When S.M.A.R.T. data indicates a possible imminent drive failure, software running on the host system may notify the user so preventive action can be taken to prevent data loss, and the failing drive can be replaced and data integrity maintained.

smartd is a daemon that monitors the S.M.A.R.T. system built into many ATA-3 and later ATA, IDE and SCSI-3 hard drives.

Monitoring S.M.A.R.T. attributes with Netdata

Let's start with getting Netdata installed on your system, if it isn't already.

Netdata auto discovers hundreds of services, and for those it doesn't turning on manual discovery is a one line configuration. For more information on configuring Netdata for S.M.A.R.T. monitoring please read the collector documentation.

You should now see the smartd_log section on the Overview tab in Netdata Cloud already populated with charts about all the metrics you care about.

Netdata has a public demo space (no login required) where you can explore different monitoring use-cases and get a feel for Netdata.

What S.M.A.R.T. attributes are important to monitor?

Depending on whether your storage device is SCSI based or ATA based the metrics that Netdata collects and the charts displayed will vary.

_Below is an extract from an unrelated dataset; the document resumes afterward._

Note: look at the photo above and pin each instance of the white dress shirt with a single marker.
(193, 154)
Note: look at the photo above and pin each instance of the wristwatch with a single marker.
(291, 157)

In this blog, we will be focusing on a monitoring an ATA hard drive. But for more information and what metrics can be monitored on SCSI hard drives please read the collector documentation.

Errors

Read Error Rate The rate of hardware read errors that occur when the drive attempts to read data from the disk. This is an important metric to monitor as it can be used to detect and prevent potential hard drive failures; if the read error rate is high, it may be a sign that the drive is failing.

Seek Error Rate The number of errors that occurred while the hard drive was seeking a certain sector on the disk. A high Seek Error Rate typically indicates a failing or weak drive, and can be an early warning sign of impending hardware failure. Normal values for Seek Error Rate should be 0, so any value higher than 0 should be investigated.

Soft Read Error Rate Soft read errors occur when the drive is unable to read data from a sector, but is able to successfully recover from the error after retries. Soft read errors are generally not as severe as hard read errors, as the drive is able to recover from the error. A small number of these errors might be caused by minor electrical glitches and is no direct cause for worry as long as it is transient in nature.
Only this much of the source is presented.